# Embeddings pipeline
Here, we use MolFormer, a BERT-trained encoder model to encode our SMILES (without using AIS) into a latent space for similarity pairing. This outputs into a pairs.json file, with the following structure:
[[high_scoring_smile, low_scoring_smile, L2_similarity], ...]

We also save various checkpoint embeddings (notably, top and bottom json files) for the top 3% and bottom 15%, since these tend to take a while to embed all.

In [None]:
import torch
from transformers import AutoModel, AutoTokenizer

# Load in MolFormer for mapping to latent space
model = AutoModel.from_pretrained("ibm/MoLFormer-XL-both-10pct", deterministic_eval=True, trust_remote_code=True).to("cuda")
tokenizer = AutoTokenizer.from_pretrained("ibm/MoLFormer-XL-both-10pct", trust_remote_code=True)

After loading the model and tokenizer, we read any json files in the working directory (which are fragmented due to earlier saving behavior from docking), and read in SMILES with their associated docking score.
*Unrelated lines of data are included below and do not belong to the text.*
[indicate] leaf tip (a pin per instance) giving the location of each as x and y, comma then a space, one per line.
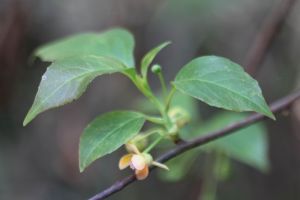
27, 119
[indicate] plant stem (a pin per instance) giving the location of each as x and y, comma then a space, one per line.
169, 98
156, 120
163, 84
150, 132
153, 144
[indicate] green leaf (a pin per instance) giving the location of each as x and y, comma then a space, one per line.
107, 133
149, 57
65, 80
115, 43
248, 145
179, 166
221, 83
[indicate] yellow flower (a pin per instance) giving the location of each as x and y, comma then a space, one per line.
139, 162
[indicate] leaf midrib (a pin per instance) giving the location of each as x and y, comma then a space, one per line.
107, 135
212, 83
67, 82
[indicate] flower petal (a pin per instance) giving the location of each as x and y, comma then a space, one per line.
142, 174
138, 162
160, 165
125, 161
132, 148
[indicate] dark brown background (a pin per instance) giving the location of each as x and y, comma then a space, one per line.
40, 161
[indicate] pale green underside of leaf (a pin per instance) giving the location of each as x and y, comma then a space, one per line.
248, 145
149, 57
65, 80
117, 43
221, 83
107, 133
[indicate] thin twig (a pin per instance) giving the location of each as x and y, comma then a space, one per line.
264, 38
276, 107
254, 57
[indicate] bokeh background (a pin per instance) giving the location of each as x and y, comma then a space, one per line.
40, 161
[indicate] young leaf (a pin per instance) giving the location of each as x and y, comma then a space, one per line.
107, 133
221, 83
248, 145
65, 80
115, 43
149, 57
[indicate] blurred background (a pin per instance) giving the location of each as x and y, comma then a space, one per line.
40, 161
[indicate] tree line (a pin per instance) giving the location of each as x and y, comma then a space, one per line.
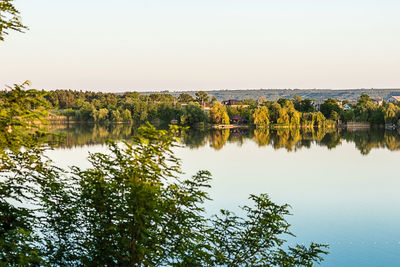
205, 109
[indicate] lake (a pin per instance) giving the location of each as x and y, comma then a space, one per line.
343, 186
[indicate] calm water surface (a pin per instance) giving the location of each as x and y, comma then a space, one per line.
343, 186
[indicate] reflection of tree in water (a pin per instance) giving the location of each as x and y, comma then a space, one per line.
238, 135
290, 139
262, 136
331, 140
218, 138
90, 134
194, 138
366, 140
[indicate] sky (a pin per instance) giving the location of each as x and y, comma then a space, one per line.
151, 45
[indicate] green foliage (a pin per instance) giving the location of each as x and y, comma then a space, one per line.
192, 114
9, 19
328, 107
218, 114
202, 97
185, 98
21, 112
261, 116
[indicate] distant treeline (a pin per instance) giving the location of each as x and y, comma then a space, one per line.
275, 94
290, 139
204, 109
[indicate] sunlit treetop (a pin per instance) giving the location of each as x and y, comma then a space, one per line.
9, 19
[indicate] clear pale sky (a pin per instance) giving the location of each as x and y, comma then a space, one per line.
209, 44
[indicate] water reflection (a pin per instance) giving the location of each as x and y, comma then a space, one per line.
290, 139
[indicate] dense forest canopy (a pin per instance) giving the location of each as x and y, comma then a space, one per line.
275, 94
202, 109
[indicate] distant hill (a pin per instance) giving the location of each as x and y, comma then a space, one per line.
273, 94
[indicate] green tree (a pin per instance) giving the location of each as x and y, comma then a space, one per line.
218, 114
185, 98
261, 116
328, 106
126, 115
9, 19
202, 97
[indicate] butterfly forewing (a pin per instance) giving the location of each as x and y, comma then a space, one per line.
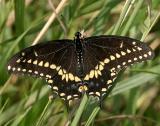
99, 62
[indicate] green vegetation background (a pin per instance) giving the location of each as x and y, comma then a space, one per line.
135, 101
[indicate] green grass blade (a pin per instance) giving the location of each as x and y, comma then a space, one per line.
79, 111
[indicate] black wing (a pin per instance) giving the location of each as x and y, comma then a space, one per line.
54, 61
105, 56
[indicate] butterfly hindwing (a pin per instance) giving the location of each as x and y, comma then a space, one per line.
105, 56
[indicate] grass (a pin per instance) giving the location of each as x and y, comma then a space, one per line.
135, 98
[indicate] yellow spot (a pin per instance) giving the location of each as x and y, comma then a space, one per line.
77, 79
133, 43
124, 63
91, 75
104, 89
101, 67
41, 74
139, 48
117, 55
71, 77
40, 63
135, 59
109, 81
19, 69
55, 88
112, 57
96, 67
121, 45
91, 93
57, 68
23, 53
150, 53
102, 63
24, 61
75, 95
63, 76
9, 67
85, 87
140, 57
98, 94
129, 61
96, 74
128, 51
24, 70
66, 77
69, 97
82, 88
53, 66
46, 64
35, 62
29, 61
50, 81
30, 71
86, 77
99, 72
64, 71
13, 68
123, 53
113, 69
113, 74
36, 72
134, 50
48, 76
18, 61
60, 72
62, 94
118, 66
106, 60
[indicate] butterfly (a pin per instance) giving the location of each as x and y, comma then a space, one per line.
83, 65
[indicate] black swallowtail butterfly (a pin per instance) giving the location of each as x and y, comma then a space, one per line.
72, 67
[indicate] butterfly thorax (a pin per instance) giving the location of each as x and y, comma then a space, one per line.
79, 54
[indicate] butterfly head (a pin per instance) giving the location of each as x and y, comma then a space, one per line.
78, 35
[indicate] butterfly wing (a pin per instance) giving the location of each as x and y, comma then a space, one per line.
54, 61
105, 56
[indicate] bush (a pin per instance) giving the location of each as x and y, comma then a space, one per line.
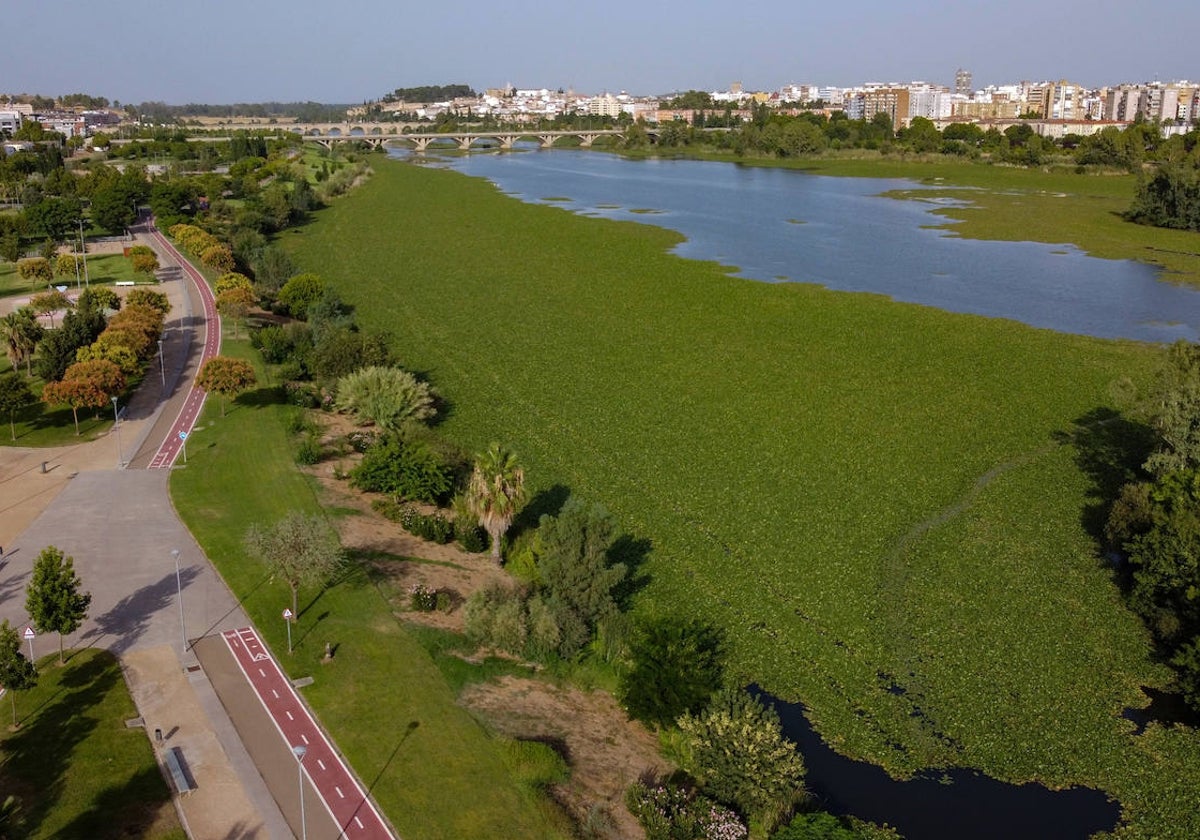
673, 813
435, 527
405, 468
423, 599
471, 537
310, 450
The top 3% and bottom 15% get saved, along with their embedding after they are tokenized with MoLFormer's tokenizer and passed through the model. 

In [None]:
import json
import torch
import os

working_directory = '/kaggle/input/total-dataset'
combined_scores = {}

# Go over each json fragment made from docking
for filename in os.listdir(working_directory):
    # Check if the file is a JSON file
    if filename.endswith('.json'):
        full_path = os.path.join(working_directory, filename)
        
        # Load the JSON data from the file
        with open(full_path) as f:
            data = json.load(f)
        combined_scores.update(data)

# Convert the dictionary into a list of tuples [(key, score), ...] and sort by score
sorted_items = sorted(combined_scores.items(), key=lambda x: x[1], reverse=True)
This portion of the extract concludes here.